SZ can be used for classic use-cases: visualization, accelerating I/O, reducing memory and storage footprint and more advanced use-cases like compression of DNN models and training sets, acceleration of computation, checkpoint/restart, reducing streaming intensity and running efficiently large problems that cannot fit in memory.
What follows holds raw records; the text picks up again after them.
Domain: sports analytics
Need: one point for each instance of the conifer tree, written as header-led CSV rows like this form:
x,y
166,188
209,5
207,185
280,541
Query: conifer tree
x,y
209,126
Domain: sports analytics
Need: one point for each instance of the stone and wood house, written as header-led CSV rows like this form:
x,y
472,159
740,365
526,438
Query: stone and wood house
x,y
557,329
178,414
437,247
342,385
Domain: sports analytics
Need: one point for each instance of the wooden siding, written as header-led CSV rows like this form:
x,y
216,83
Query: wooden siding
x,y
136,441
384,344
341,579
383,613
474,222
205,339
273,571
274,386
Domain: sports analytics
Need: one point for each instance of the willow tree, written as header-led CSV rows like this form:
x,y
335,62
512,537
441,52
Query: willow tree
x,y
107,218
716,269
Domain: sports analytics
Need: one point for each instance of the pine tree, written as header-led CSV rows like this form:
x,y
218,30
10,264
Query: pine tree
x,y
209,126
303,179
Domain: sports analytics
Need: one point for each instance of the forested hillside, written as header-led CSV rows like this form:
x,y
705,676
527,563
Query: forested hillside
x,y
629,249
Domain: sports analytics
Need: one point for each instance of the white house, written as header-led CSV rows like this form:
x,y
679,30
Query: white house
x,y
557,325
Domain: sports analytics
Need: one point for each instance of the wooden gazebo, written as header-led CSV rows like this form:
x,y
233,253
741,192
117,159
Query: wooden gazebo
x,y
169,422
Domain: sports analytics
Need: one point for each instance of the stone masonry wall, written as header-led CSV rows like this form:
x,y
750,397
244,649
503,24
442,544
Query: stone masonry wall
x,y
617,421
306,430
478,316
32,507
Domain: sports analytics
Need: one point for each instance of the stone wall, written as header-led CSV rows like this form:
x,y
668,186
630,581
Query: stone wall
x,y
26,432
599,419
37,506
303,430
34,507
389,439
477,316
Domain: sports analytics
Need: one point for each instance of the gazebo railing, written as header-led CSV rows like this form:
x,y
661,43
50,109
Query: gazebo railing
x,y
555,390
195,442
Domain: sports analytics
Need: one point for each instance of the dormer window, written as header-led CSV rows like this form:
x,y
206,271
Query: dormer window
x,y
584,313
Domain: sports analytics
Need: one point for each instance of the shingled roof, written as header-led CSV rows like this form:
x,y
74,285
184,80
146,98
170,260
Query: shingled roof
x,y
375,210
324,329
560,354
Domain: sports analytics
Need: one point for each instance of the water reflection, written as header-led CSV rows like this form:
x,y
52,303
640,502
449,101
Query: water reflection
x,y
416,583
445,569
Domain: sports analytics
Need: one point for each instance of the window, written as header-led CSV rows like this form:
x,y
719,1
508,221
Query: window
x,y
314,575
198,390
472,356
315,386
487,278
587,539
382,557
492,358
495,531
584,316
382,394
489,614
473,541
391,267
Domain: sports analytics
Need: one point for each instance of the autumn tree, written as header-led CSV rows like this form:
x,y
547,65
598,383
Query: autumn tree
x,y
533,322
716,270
Other use-cases will augment this list as users find new opportunities to benefit from lossy compression of scientific data.
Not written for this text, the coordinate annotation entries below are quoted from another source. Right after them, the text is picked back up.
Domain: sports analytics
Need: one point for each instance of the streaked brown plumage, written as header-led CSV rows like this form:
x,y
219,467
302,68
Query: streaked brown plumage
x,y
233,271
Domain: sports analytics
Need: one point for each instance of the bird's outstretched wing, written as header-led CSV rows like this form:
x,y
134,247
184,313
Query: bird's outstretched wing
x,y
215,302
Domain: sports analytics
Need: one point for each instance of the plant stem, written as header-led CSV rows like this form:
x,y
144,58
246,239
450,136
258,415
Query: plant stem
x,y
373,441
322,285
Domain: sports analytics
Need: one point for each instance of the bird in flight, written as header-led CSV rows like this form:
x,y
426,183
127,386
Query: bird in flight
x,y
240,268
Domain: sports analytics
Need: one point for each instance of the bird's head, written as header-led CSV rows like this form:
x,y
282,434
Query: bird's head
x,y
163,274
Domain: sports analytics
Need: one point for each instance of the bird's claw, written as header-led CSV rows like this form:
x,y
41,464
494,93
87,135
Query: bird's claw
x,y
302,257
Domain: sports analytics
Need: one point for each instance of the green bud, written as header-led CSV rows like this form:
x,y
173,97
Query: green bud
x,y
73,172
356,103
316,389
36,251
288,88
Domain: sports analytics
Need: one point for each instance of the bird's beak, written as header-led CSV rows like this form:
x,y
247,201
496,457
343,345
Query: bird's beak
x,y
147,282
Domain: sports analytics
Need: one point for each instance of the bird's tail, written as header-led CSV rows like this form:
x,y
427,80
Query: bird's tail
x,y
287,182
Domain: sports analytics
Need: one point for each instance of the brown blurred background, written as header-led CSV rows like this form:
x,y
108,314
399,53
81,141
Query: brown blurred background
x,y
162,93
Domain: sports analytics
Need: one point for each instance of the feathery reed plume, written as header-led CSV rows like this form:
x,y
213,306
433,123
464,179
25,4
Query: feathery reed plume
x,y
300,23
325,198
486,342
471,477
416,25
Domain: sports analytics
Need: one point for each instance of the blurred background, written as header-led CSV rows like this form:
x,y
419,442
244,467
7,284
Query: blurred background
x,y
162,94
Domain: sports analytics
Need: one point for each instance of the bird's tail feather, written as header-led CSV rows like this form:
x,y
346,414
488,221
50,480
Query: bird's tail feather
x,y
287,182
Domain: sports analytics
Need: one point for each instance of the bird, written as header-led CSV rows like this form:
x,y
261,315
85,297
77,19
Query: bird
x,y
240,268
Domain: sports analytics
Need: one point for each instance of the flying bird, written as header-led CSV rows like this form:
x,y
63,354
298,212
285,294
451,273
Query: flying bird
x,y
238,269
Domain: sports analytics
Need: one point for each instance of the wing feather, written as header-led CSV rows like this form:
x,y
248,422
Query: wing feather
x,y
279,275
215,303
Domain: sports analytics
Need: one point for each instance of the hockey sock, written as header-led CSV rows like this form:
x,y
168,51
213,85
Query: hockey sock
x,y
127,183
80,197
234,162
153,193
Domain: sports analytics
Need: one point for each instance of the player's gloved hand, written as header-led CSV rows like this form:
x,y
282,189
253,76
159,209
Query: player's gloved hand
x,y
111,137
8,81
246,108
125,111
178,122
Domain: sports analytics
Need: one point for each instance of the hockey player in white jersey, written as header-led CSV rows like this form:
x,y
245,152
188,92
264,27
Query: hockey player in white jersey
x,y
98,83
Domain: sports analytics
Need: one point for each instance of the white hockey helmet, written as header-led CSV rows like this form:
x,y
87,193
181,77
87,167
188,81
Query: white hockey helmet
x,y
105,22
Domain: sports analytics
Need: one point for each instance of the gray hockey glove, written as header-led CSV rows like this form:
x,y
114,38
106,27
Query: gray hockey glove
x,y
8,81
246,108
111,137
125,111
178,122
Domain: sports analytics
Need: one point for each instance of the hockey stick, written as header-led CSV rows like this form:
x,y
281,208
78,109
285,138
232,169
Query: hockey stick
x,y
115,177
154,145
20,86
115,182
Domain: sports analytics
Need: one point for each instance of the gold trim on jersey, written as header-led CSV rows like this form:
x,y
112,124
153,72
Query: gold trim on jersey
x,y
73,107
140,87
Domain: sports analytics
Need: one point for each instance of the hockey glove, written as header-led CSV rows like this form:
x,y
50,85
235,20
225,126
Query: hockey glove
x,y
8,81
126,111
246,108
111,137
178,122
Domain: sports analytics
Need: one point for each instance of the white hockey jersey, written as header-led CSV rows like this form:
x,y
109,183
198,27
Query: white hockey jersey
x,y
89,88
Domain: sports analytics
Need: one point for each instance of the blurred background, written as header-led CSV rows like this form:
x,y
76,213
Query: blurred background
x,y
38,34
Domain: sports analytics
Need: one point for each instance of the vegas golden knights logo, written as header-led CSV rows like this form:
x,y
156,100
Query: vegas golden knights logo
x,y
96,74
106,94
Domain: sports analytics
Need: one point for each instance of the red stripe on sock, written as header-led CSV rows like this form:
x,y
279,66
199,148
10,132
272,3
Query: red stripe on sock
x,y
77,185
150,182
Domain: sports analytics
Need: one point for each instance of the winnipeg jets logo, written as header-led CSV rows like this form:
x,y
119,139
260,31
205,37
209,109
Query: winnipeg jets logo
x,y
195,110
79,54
SZ has implementations on CPU, GPU, and FPGA and is integrated in the main I/O libraries: HFD5, ADIOS, PnetCDF.
=====
=== tthresh
https://github.com/rballester/tthresh[`https://github.com/rballester/tthresh`]
=====
A data compressor ntended for Cartesian grid data of 3 or more dimensions, and leverages the higher-order singular value decomposition (HOSVD), a generalization of the SVD to 3 and more dimensions.
=====
=== Zarr
https://github.com/zarr-developers/zarr-python[`https://github.com/zarr-developers/zarr-python`]
https://zarr.readthedocs.io/en/stable/[`https://zarr.readthedocs.io/en/stable/`]
=====
Zarr is a Python package providing an implementation of compressed, chunked, N-dimensional arrays, designed for use in parallel computing.
=====
=== zfp
https://github.com/LLNL/zfp[`https://github.com/LLNL/zfp`]
https://computing.llnl.gov/projects/floating-point-compression[`https://computing.llnl.gov/projects/floating-point-compression`]
https://zfp.readthedocs.io/en/release0.5.5/[`https://zfp.readthedocs.io/en/release0.5.5/`]
=====
zfp is a compressed format for representing multidimensional floating-point and integer arrays. zfp provides compressed-array classes that support high throughput read and write random access to individual array elements. zfp also supports serial and parallel (OpenMP and CUDA) compression of whole arrays, e.g., for applications that read and write large data sets to and from disk.
zfp uses lossy but optionally error-bounded compression to achieve high compression ratios. Bit-for-bit lossless compression is also possible through one of zfp's compression modes. zfp works best for 2D, 3D, and 4D arrays that exhibit spatial correlation, such as continuous fields from physics simulations, natural images, regularly sampled terrain surfaces, etc. zfp compression of 1D arrays is possible but generally discouraged.
=====
=== zlib-ng
https://github.com/zlib-ng/zlib-ng[`https://github.com/zlib-ng/zlib-ng`]
=====
The idea of zlib-ng is not to replace zlib, but to co-exist as a drop-in replacement with a lower threshold for code change.
=====
=== zstd
https://github.com/facebook/zstd[`https://github.com/facebook/zstd`]
=====
Zstandard, or zstd as short version, is a fast lossless compression algorithm, targeting real-time compression scenarios at zlib-level and better compression ratios. It's backed by a very fast entropy stage, provided by Huff0 and FSE library.
The project is provided as an open-source dual BSD and GPLv2 licensed C library, and a command line utility producing and decoding .zst, .gz, .xz and .lz4 files.